Along similar lines, we may expand the continuity equation at first order and collect

(5.19) $$\begin{eqnarray}\int _{0}^{\unicode[STIX]{x1D6FD}}\frac{\unicode[STIX]{x2202}\unicode[STIX]{x1D713}_{1}}{\unicode[STIX]{x2202}r}\,\text{d}r=0.\end{eqnarray}$$

The detailed form of the above expression is long and, as such, of minimal interest to the reader. However, the remaining integral may be straightforwardly handled using symbolic programming. The evaluation of (5.19) completes our analysis of the first-order compressible streamfunction from which all other flow parameters may be retrieved.

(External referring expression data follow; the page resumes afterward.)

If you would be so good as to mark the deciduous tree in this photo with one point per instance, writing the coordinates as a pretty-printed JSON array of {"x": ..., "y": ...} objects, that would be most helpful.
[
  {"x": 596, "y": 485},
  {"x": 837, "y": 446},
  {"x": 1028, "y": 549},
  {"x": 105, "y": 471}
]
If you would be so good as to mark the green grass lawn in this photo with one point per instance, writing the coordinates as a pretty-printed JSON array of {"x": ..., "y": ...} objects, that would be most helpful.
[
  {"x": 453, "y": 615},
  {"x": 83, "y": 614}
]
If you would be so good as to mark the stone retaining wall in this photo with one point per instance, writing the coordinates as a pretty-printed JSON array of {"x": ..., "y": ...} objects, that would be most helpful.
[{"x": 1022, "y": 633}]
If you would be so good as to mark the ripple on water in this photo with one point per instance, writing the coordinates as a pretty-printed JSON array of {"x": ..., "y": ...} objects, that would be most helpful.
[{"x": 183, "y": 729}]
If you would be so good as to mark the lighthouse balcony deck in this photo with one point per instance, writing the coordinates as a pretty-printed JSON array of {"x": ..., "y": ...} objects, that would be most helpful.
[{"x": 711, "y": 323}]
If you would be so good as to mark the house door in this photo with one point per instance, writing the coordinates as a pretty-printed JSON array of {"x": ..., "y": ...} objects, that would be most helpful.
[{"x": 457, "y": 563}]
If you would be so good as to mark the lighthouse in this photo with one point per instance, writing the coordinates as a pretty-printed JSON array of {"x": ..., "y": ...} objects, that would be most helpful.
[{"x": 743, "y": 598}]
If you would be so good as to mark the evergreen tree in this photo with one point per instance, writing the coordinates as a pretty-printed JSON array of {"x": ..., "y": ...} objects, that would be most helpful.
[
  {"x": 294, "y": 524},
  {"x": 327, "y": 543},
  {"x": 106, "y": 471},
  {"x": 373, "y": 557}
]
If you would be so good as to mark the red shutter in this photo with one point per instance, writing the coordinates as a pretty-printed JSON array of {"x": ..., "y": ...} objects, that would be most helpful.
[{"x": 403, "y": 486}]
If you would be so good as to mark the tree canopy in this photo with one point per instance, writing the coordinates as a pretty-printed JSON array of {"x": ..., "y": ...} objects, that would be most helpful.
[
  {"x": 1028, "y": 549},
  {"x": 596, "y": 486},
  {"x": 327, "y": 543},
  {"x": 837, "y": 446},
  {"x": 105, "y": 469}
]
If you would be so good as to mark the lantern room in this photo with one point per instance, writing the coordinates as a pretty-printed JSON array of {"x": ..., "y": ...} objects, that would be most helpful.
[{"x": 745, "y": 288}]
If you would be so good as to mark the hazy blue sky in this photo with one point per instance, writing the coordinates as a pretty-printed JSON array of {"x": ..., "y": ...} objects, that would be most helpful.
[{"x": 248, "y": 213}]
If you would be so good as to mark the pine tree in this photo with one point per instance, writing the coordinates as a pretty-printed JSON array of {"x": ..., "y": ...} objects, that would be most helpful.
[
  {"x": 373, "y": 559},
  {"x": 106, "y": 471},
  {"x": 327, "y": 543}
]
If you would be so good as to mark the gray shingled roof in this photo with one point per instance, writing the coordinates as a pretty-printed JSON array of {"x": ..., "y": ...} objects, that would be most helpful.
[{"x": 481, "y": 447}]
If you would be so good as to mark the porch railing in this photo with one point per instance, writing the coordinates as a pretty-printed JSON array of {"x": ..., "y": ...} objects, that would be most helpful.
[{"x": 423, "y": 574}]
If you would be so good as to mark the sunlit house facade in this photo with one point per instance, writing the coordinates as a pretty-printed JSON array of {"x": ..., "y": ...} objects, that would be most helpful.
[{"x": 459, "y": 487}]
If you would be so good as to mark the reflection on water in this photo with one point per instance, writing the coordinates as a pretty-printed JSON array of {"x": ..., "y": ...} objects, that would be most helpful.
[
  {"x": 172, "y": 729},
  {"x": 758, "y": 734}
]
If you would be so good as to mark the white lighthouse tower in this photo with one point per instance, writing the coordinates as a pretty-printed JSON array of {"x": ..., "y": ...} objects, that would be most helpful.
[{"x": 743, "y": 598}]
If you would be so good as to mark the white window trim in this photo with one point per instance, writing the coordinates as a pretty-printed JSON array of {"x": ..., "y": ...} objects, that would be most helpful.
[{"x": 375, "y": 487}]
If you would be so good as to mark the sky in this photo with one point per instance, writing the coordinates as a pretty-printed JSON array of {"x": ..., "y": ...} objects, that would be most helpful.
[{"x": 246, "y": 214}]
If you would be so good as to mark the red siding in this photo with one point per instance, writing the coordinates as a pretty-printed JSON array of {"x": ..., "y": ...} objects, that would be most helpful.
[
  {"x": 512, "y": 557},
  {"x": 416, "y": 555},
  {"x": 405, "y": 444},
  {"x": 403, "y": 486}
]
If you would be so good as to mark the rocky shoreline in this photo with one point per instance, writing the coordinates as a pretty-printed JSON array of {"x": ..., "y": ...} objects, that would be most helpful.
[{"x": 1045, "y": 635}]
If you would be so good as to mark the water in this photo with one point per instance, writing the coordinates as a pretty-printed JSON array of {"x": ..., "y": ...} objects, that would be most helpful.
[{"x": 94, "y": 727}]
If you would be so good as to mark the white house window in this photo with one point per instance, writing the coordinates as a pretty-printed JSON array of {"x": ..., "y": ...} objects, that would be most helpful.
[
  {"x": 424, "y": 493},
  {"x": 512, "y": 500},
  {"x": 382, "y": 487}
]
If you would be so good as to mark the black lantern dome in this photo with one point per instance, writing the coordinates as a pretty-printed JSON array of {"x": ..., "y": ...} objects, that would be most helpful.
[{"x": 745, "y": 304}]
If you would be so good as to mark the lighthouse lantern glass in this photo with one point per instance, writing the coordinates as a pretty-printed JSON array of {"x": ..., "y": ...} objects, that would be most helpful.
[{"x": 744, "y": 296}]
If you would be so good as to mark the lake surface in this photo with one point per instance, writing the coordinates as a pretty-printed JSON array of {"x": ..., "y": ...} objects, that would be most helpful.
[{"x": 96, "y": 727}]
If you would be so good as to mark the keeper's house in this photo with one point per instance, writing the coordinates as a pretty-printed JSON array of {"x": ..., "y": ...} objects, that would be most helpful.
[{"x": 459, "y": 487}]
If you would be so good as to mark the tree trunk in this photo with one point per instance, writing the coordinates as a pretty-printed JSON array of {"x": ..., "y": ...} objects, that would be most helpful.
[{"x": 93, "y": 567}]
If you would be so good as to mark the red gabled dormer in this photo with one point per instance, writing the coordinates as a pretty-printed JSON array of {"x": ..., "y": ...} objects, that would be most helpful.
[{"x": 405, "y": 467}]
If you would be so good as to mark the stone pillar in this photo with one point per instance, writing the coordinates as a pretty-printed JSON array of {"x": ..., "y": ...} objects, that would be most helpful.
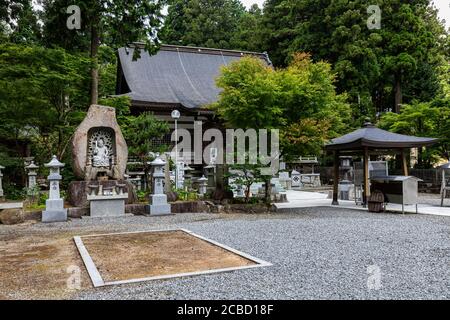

6.1 Comparison to a numerical simulation of a similar cyclonic chamber

Before presenting and discussing our findings, a simple comparison is carried out using a fully nonlinear Navier–Stokes simulation. To this end, the main chamber in a right circular cylinder is used to define the computational domain with a length of $L=508$  mm and a diameter $2a$ of 457.2 mm, thus resulting in a chamber with a practical aspect ratio $L/a$ of 2.22. In order to realistically approximate the injection conditions, the purely tangential injection of the analytical model is replaced with a circular array of eight 38.1 mm injectors, tangentially distributed around the base of the chamber. The chamber’s outlet diameter is set to 320 mm before transitioning into a conical nozzle. As shown in figure 4, the mesh that is used consists of 1 078 632 cells, which comprise 2 383 058 faces, 324 966 nodes and 31 partitions.

Figure 4. The mesh structure and computational domain using (a) isometric, (b) top, (c) side and (d) bottom views.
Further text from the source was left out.